On Friday, the day of the big reveal, having spent five days sponge-bathing and trying not to sweat my purple boxes onto any of my clothes too badly, the cause of my random reaction on my upper lip was discovered.
Balsam of Peru.
Maybe.
But it’s not definite.
Said the doctor.
But that’s the only patch that my skin slightly reacted with. Kind of.
Everything else was fine.
Mother.
Fucker.
ARE YOU FUCKING KIDDING ME? is what I know you are probably thinking. I know I was. Am.

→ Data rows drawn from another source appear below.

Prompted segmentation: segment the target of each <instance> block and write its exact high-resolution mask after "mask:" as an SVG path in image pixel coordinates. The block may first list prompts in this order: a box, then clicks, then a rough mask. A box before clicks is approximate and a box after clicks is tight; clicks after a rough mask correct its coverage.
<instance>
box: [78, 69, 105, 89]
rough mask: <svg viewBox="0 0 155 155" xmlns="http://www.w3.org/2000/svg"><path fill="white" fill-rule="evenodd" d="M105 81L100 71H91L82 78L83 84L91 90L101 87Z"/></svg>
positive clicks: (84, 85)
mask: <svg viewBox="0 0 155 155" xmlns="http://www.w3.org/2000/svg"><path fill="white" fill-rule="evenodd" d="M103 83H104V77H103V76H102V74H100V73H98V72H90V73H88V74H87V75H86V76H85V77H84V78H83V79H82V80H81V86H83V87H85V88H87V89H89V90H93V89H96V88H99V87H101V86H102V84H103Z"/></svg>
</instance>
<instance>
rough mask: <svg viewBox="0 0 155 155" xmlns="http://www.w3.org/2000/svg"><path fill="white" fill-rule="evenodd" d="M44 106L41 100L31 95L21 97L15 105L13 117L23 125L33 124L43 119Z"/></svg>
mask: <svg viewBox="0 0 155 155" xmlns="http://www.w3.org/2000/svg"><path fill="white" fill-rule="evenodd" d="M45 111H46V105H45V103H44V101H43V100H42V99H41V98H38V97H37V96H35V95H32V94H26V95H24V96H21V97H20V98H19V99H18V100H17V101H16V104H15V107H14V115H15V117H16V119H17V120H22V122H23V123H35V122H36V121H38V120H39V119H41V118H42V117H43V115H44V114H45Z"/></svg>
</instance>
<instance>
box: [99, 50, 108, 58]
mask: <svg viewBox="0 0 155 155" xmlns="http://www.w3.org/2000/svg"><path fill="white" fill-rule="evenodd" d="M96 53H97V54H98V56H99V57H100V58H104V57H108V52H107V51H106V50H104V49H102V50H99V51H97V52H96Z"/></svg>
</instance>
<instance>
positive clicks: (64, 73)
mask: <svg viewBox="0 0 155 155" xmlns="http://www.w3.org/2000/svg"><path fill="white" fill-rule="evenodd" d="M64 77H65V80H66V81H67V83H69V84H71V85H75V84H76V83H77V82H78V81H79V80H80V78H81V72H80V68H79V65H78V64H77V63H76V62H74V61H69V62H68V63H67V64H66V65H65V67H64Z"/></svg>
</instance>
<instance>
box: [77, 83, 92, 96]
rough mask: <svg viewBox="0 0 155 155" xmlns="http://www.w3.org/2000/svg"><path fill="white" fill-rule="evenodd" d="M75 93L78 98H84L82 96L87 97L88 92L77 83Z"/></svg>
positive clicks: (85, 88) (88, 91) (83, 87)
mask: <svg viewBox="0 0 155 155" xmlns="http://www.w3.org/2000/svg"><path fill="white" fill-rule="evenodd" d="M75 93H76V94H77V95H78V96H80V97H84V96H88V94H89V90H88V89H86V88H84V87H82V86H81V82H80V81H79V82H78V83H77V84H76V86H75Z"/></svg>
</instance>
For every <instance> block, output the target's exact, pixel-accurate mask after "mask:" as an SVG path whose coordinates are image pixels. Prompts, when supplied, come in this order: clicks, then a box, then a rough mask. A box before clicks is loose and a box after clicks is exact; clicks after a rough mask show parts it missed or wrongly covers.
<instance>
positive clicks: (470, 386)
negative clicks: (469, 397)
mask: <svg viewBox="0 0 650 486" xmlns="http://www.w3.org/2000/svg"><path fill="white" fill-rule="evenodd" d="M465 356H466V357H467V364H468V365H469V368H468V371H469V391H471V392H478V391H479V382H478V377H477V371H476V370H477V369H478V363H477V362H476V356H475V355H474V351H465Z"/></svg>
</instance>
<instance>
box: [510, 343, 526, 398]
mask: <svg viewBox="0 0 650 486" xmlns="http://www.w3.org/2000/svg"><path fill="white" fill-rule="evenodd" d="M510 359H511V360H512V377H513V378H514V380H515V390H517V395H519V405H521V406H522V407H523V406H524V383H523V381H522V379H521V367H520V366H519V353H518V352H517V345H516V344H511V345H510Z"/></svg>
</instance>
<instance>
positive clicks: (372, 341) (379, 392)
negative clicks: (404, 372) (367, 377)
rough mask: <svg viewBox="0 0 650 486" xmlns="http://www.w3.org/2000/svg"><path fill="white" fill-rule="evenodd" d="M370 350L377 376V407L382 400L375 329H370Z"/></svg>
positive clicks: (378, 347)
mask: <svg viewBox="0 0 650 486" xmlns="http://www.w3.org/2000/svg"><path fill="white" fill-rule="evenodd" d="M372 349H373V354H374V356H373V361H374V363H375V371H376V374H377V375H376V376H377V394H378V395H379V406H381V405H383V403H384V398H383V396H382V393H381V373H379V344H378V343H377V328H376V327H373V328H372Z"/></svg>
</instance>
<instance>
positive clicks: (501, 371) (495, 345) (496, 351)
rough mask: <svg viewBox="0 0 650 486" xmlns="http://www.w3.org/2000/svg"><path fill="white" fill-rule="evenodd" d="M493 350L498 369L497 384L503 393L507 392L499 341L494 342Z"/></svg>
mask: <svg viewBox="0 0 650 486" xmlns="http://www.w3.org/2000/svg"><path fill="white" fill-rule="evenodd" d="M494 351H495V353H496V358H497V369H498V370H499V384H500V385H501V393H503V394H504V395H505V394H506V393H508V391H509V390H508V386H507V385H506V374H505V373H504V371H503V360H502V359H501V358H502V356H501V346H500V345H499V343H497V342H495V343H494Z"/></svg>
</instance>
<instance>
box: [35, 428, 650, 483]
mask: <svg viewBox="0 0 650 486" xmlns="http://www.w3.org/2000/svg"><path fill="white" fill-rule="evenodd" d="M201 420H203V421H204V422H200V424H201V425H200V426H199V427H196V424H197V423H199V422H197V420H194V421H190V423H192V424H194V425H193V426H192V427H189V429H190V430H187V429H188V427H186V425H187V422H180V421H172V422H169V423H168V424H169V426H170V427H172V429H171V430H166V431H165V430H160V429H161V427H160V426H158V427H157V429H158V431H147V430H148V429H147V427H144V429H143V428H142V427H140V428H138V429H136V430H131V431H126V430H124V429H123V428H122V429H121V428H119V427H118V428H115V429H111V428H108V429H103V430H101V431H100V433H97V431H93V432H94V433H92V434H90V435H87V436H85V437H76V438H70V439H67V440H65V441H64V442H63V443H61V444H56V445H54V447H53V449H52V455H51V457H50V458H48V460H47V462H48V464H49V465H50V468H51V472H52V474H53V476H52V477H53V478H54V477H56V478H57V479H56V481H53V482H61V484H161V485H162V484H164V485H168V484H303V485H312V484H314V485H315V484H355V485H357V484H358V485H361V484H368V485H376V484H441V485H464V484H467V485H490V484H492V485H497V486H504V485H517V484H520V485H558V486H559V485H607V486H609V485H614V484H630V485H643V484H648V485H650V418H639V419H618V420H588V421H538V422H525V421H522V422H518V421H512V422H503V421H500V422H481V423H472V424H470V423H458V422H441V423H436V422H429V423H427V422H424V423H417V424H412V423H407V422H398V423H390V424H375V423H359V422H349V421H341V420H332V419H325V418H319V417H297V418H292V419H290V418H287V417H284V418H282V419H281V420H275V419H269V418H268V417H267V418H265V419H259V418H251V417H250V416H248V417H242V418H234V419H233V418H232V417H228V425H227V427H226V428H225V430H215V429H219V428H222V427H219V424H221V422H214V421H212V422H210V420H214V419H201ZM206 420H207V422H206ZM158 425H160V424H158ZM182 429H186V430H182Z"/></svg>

No, Interwebers, I kid you not.
So essentially, we’re back to the drawing board, though I am now back at said drawing board armed with a thick list of “safe products,” which I will be scouring on my next trip to CVS. I’M NOT GOING DOWN WITHOUT A FIGHT YOU….TREE.
TAKE THAT, YOU BALSAM OF PERU ASSHAT.
Meanwhile, don’t be alarmed if you see a tall, freckle-faced sweaty mess walking the streets of DC with her hand over her mouth, probably tripping over random bits of nothing because walking with her hand over her mouth tends to throw off her sense of sight, which is wonky, at best, to begin with, but whatever because oh my Christ have you seen what’s going on above my upper lip?
I don’t want to talk about it.
I’ll let you know how next month’s follow up with the allergist goes.